Mobility of the spine
The natural curves mentioned above allow the spine to flex in the vertical direction. They contribute significantly to shock absorption when walking or running. The mobility of the spine is determined by the sum of the small movements between the individual vertebrae, but depends largely on the type of the individual, their lifestyle, physical fitness and age. With increasing age and lack of exercise, the mobility of the spine decreases. Not every part of the spine is equally mobile, the cervical spine and the transition of the thoracic spine in the lumbar spine (THL 1- L2) are the most mobile, the thoracic spine is the least mobile (the sacral region is completely immobile). If you want to keep your spine as flexible and mobile as possible, want to avoid body aches from long periods of sitting and a passive lifestyle, check out the NoPainOffice program. A few minutes a day can save hours at the doctor.

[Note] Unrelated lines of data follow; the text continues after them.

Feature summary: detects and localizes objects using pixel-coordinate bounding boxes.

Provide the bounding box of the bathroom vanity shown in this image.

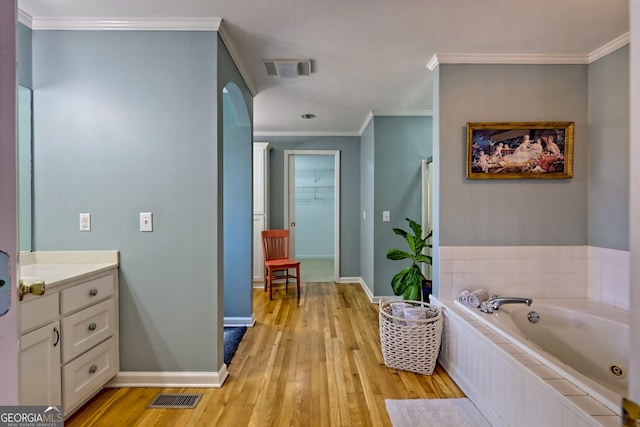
[19,251,119,417]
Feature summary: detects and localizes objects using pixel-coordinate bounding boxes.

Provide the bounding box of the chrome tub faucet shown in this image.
[480,295,533,313]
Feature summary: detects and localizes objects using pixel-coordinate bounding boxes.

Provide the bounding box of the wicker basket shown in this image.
[380,301,443,375]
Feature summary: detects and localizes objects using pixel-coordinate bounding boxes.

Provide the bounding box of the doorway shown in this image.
[284,150,340,282]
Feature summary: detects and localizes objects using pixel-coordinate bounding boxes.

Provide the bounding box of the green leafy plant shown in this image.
[387,218,433,300]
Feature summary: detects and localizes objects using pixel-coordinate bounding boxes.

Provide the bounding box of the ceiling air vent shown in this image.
[262,59,311,78]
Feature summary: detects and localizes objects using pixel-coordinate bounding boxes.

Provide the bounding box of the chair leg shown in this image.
[296,264,300,298]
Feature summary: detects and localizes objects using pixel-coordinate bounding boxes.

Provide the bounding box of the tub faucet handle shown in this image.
[480,301,493,313]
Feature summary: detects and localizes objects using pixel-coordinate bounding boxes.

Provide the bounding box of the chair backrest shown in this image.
[262,230,289,261]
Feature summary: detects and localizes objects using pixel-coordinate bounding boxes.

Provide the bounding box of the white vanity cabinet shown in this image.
[20,253,119,417]
[20,314,62,405]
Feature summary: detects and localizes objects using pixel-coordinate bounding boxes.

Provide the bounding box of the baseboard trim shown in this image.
[224,314,256,328]
[339,277,402,304]
[105,370,229,388]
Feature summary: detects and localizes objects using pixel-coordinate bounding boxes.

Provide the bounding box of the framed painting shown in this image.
[467,122,574,179]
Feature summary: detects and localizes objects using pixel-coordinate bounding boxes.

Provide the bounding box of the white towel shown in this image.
[467,288,489,308]
[458,289,469,305]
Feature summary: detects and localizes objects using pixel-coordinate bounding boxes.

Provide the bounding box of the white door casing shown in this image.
[284,150,340,282]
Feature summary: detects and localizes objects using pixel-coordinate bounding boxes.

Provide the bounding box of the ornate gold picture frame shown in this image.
[467,122,574,179]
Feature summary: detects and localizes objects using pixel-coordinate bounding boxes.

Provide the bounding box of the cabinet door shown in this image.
[253,215,264,282]
[20,322,62,406]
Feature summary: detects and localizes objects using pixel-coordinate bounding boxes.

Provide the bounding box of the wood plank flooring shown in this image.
[65,283,464,427]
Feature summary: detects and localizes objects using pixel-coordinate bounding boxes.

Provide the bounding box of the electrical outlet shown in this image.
[140,212,153,231]
[80,213,91,231]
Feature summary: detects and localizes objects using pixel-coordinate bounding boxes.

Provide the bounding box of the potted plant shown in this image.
[387,218,433,302]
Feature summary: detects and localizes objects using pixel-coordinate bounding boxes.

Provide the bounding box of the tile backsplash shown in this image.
[439,246,629,310]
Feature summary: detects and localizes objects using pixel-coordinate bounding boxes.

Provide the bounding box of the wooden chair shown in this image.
[262,230,300,299]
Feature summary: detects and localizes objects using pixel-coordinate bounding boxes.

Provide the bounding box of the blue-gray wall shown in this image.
[33,31,244,372]
[434,64,589,246]
[222,83,253,319]
[359,120,376,295]
[367,116,433,296]
[588,45,630,251]
[256,136,360,277]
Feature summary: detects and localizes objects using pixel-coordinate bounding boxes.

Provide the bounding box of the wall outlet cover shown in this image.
[80,213,91,231]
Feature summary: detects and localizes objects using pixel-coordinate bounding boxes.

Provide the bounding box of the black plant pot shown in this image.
[422,280,433,303]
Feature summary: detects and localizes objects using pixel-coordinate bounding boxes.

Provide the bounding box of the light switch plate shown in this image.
[80,213,91,231]
[140,212,153,231]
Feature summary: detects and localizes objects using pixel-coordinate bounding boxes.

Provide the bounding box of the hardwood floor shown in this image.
[65,283,464,427]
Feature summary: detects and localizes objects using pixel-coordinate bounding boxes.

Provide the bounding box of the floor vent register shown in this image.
[147,393,202,409]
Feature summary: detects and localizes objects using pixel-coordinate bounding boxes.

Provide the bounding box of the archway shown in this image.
[222,83,253,325]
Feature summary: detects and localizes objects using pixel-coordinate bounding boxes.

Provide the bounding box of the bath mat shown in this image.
[385,398,491,427]
[224,326,247,366]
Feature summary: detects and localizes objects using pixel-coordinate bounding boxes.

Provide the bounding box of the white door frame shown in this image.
[284,150,340,283]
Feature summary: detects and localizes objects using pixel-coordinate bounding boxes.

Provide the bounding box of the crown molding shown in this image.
[371,110,433,117]
[358,110,373,136]
[18,14,257,96]
[253,130,361,138]
[18,9,33,28]
[589,33,631,63]
[31,17,222,31]
[427,33,631,71]
[217,20,258,96]
[427,53,589,71]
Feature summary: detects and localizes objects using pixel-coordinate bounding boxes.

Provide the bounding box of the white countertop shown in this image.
[20,251,118,287]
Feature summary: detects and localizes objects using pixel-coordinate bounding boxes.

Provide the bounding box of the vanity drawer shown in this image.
[61,298,116,363]
[20,293,60,332]
[62,337,116,412]
[60,273,116,314]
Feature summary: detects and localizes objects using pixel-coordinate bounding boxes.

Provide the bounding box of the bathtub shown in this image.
[472,299,629,411]
[436,299,629,426]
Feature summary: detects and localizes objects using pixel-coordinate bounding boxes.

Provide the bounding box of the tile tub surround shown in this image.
[432,298,622,427]
[439,246,630,310]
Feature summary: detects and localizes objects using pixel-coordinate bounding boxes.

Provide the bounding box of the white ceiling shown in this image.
[18,0,629,135]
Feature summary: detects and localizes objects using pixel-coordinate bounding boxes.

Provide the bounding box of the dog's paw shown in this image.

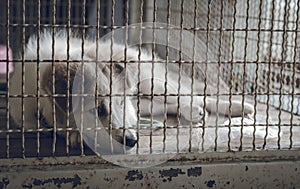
[180,106,204,123]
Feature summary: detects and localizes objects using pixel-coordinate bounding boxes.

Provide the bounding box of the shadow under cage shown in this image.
[0,0,300,188]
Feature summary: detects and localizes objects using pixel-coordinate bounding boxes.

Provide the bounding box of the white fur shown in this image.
[9,32,253,149]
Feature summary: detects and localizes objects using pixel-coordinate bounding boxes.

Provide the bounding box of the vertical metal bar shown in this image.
[201,0,211,151]
[150,0,157,153]
[188,0,198,152]
[277,1,288,149]
[94,0,101,152]
[262,1,275,149]
[66,0,71,156]
[289,1,300,149]
[163,0,171,153]
[51,0,57,156]
[163,0,171,153]
[252,0,263,150]
[21,0,26,158]
[36,0,41,157]
[123,0,129,153]
[227,0,238,151]
[136,0,144,154]
[109,0,115,153]
[80,0,86,156]
[239,0,250,151]
[176,0,184,153]
[214,0,224,151]
[6,0,11,158]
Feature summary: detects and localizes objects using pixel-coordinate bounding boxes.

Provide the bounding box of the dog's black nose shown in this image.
[121,130,137,148]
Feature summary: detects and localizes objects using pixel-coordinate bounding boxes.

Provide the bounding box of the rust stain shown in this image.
[0,177,9,189]
[159,168,185,182]
[22,174,81,188]
[125,170,144,181]
[187,167,202,177]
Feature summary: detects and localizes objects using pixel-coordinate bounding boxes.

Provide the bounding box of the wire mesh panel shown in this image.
[0,0,300,174]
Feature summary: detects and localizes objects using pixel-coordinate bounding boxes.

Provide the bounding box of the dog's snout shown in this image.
[121,130,137,148]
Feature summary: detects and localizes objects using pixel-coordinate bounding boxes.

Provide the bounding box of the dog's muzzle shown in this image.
[118,130,137,148]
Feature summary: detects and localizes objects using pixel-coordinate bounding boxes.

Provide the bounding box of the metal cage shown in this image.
[0,0,300,188]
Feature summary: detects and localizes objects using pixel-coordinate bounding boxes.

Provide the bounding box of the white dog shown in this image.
[9,31,253,152]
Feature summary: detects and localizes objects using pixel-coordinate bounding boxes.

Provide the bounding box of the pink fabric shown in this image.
[0,45,14,76]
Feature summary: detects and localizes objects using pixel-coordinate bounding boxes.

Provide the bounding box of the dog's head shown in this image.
[42,58,137,152]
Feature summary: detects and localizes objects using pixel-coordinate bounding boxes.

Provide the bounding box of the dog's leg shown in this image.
[206,98,254,117]
[140,79,204,122]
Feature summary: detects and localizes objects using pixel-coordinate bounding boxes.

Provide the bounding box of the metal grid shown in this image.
[0,0,300,176]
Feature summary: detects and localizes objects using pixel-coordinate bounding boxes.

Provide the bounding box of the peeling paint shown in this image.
[125,170,144,181]
[187,167,202,177]
[22,174,81,188]
[159,168,185,182]
[0,177,9,189]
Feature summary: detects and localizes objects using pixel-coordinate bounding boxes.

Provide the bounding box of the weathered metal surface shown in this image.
[0,161,300,188]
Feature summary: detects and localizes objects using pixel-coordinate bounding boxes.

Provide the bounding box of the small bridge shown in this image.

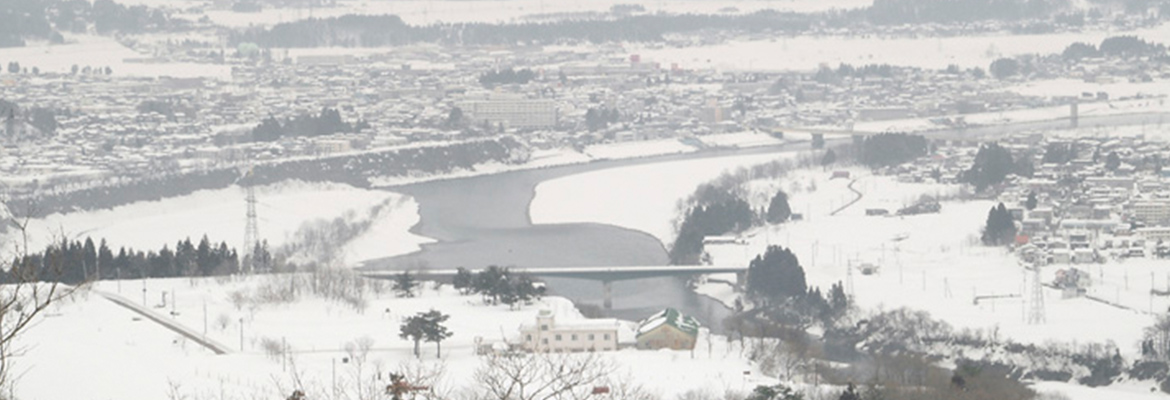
[362,265,748,309]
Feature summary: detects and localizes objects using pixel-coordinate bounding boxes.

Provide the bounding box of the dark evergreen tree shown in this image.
[837,382,861,400]
[398,312,427,358]
[393,271,418,297]
[963,143,1016,192]
[81,236,97,280]
[768,191,792,223]
[452,267,475,295]
[748,246,807,306]
[670,193,757,264]
[982,202,1016,246]
[422,310,454,358]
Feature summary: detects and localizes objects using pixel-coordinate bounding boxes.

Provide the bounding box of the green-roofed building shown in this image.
[636,309,700,350]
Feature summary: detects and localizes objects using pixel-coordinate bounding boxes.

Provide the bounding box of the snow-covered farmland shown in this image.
[529,149,796,243]
[853,97,1170,132]
[0,35,232,80]
[1004,78,1170,98]
[187,0,873,27]
[15,275,773,400]
[7,181,431,263]
[627,25,1170,70]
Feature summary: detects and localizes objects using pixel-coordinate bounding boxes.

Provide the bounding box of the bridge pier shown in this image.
[812,133,825,149]
[601,281,613,310]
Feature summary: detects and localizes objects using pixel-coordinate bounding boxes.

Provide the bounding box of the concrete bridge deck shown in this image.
[360,265,748,309]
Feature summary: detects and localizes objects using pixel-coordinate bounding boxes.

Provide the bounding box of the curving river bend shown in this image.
[364,112,1170,332]
[364,143,808,331]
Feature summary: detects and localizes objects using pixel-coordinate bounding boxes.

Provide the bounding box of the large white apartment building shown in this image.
[460,96,557,129]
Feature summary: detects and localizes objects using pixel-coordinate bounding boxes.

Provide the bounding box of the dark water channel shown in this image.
[364,144,807,331]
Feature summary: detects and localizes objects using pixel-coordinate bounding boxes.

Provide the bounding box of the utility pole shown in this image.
[1027,264,1045,325]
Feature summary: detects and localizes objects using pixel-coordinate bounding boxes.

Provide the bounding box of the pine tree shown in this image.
[398,312,427,357]
[980,202,1016,246]
[748,246,807,305]
[394,271,418,297]
[81,237,97,280]
[422,310,455,358]
[452,267,475,295]
[768,191,792,223]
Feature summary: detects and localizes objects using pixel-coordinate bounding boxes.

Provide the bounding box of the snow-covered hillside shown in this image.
[15,274,773,400]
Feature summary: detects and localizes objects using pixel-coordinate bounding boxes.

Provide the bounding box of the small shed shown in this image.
[636,309,700,350]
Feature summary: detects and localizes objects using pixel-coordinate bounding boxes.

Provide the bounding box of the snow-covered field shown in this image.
[529,149,796,243]
[189,0,873,27]
[7,181,431,263]
[0,35,232,80]
[853,97,1170,132]
[1005,78,1170,98]
[627,25,1170,70]
[15,276,773,400]
[695,131,784,147]
[531,163,1170,400]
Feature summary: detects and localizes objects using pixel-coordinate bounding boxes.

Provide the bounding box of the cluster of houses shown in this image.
[0,26,1151,203]
[1000,137,1170,269]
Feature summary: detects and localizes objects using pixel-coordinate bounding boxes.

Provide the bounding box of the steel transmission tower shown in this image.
[1027,263,1045,325]
[242,167,260,274]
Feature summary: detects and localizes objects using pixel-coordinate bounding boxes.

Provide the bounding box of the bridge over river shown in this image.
[362,265,748,309]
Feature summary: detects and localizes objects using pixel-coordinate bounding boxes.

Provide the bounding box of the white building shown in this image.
[519,310,621,352]
[1130,201,1170,223]
[460,96,557,129]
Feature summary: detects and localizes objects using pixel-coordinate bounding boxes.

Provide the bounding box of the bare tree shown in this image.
[345,336,378,400]
[386,360,453,400]
[475,353,613,400]
[0,218,80,392]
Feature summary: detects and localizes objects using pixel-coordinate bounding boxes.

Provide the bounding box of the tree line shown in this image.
[232,11,814,47]
[7,137,524,218]
[0,235,273,284]
[1060,35,1166,61]
[0,0,182,48]
[480,68,536,88]
[859,132,930,168]
[252,108,370,142]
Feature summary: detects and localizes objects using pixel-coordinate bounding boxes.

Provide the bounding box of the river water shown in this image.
[364,113,1166,332]
[364,144,808,331]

Complexity of the spine and its disorders
The entire spine forms a single functional unit. A mobility impairment in one segment is transmitted to the other segments. Another reason why spinal disturbances can manifest themselves in distant places is the intervertebral foramina, which pass through massive nerve roots, carrying information from the central nervous system to the peripheral organs and vice versa. Thus, cervical spine disorders can also manifest with headaches, dizziness, whistling in the ears, pain spreading through the upper extremities, tingling in the fingers, visual disturbances, upset stomach, and a host of other symptoms. Thoracic spine disorders can also have more distant symptoms such as pain in that area, for example pain behind the breastbone and near the heart. Spinal problems can also cause rib pain and shortness of breath. Lumbar spine disorders may present with, among other things, pain, tingling or a feeling of insecurity in the lower limbs, pain in the groin or small pelvic organs.